When he returned to work the following morning, plaintiff found he had been removed from the day's schedule without notice. In the year following the incident, defendants further reduced plaintiff's work hours, diverted clients to other employees, failed to timely renew plaintiff's cemetery license, and shifted a disproportionate amount of non-commission work to plaintiff, all of which plaintiff interpreted as retaliation for verbally supporting his female coworkers. The complaint alleges that these incidents culminated in an anonymous phone call threatening his and his family's lives. Soon after, on September 15, 2012, plaintiff found out that he would be "compelled to resign effective September 27" (First Amd. Compl. ¶ 103).

In addition to the above instances of perceived retaliation, plaintiff alleges that defendants failed to: (1) adequately compensate or record overtime; (2) pay for work done outside of scheduled hours; (3) pay hourly wages for work not eligible for commission earnings; (4) pay for split shifts; (5) permit rest periods or compensate for missed rest periods; (6) present complete itemized statements for each pay period; (7) compensate plaintiff for days where he was required to report for work but was assigned less than half the usual hours; (8) reimburse expenses undertaken in the course of employment; (9) pay all wages immediately upon termination.

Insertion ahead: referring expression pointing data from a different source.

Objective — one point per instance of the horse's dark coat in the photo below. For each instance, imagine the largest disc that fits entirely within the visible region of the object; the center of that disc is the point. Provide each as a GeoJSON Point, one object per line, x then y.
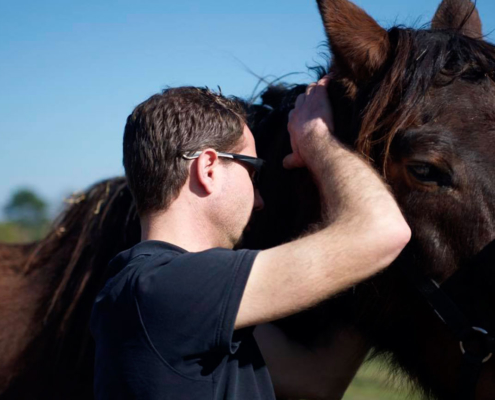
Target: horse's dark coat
{"type": "Point", "coordinates": [420, 104]}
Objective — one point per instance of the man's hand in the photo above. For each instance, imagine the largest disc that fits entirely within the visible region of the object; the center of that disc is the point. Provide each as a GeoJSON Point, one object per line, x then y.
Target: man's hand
{"type": "Point", "coordinates": [310, 125]}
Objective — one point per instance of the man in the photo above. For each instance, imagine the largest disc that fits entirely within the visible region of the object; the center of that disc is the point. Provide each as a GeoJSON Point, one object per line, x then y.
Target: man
{"type": "Point", "coordinates": [177, 321]}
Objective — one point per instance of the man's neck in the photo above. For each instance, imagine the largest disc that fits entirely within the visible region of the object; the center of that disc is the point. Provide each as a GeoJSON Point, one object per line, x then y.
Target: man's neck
{"type": "Point", "coordinates": [178, 226]}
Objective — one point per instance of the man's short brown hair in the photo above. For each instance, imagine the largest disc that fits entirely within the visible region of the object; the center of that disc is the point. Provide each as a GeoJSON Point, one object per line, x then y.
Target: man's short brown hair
{"type": "Point", "coordinates": [165, 126]}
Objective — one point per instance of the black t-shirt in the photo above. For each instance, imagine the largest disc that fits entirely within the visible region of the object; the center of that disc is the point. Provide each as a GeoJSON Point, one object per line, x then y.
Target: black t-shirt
{"type": "Point", "coordinates": [164, 327]}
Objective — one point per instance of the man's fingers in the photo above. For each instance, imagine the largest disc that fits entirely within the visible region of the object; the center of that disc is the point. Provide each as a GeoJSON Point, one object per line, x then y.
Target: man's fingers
{"type": "Point", "coordinates": [309, 88]}
{"type": "Point", "coordinates": [300, 100]}
{"type": "Point", "coordinates": [325, 80]}
{"type": "Point", "coordinates": [293, 161]}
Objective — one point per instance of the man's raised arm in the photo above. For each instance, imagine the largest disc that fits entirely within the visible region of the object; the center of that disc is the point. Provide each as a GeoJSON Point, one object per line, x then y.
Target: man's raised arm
{"type": "Point", "coordinates": [363, 229]}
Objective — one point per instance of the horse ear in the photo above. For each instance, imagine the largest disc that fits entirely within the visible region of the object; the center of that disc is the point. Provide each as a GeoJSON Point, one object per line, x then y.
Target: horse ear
{"type": "Point", "coordinates": [359, 45]}
{"type": "Point", "coordinates": [458, 14]}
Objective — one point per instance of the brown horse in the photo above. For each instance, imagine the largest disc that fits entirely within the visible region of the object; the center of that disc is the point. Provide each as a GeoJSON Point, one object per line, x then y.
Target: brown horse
{"type": "Point", "coordinates": [418, 103]}
{"type": "Point", "coordinates": [47, 290]}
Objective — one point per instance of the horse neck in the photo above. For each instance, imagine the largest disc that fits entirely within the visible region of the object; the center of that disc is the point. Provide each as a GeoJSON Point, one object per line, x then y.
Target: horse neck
{"type": "Point", "coordinates": [20, 295]}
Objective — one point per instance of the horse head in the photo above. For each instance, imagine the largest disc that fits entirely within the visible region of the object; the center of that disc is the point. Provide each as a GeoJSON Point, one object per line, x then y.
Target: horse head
{"type": "Point", "coordinates": [420, 105]}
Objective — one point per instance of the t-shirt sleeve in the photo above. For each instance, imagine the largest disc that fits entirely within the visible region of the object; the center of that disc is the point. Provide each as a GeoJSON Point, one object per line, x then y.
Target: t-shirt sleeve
{"type": "Point", "coordinates": [190, 304]}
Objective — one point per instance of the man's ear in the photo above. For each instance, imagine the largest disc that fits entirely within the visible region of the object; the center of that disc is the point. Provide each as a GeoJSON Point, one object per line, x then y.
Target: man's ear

On October 17, 2013, plaintiff brought this action based on federal-question and diversity jurisdiction, amending it once in January 2014. The complaint alleges violations of the Fair Labor Standards Act, Section 1981, California Wage Order 4, California Labor Code Sections 201-03, 204(b), 221-23, 226, 226.7, 510, 1102.5, 1194, 1197, 1198, 2802, and 6310, the Fair Employment and Housing Act, and the California Unfair Competition Law (as well as tortious violations of public policy). In total, plaintiff asserts nineteen claims for relief, requesting damages, restitution of wages and expenses, statutory penalties, and attorney's fees and costs. The first through eighth claims are brought as a putative class action under Wage Order 4 and various Labor Code violations. Of plaintiff's putative class claims, only the seventh — alleging that defendants failed to provide complete itemized paystubs under Labor Code Section 226 — is relevant to this order. The eleventh and thirteenth claims are brought on behalf of plaintiff and "other current and former StoneMor employees" under the California Private Attorneys General Act of 2004 ("PAGA"). The eleventh claim alleges violation of Labor Code sections related to overtime, itemized paystubs, rest periods, and timely payment of wages following termination; the thirteenth claim alleges retaliation under Labor Code Section 6310. Plaintiff brings the remaining nine claims on his own behalf.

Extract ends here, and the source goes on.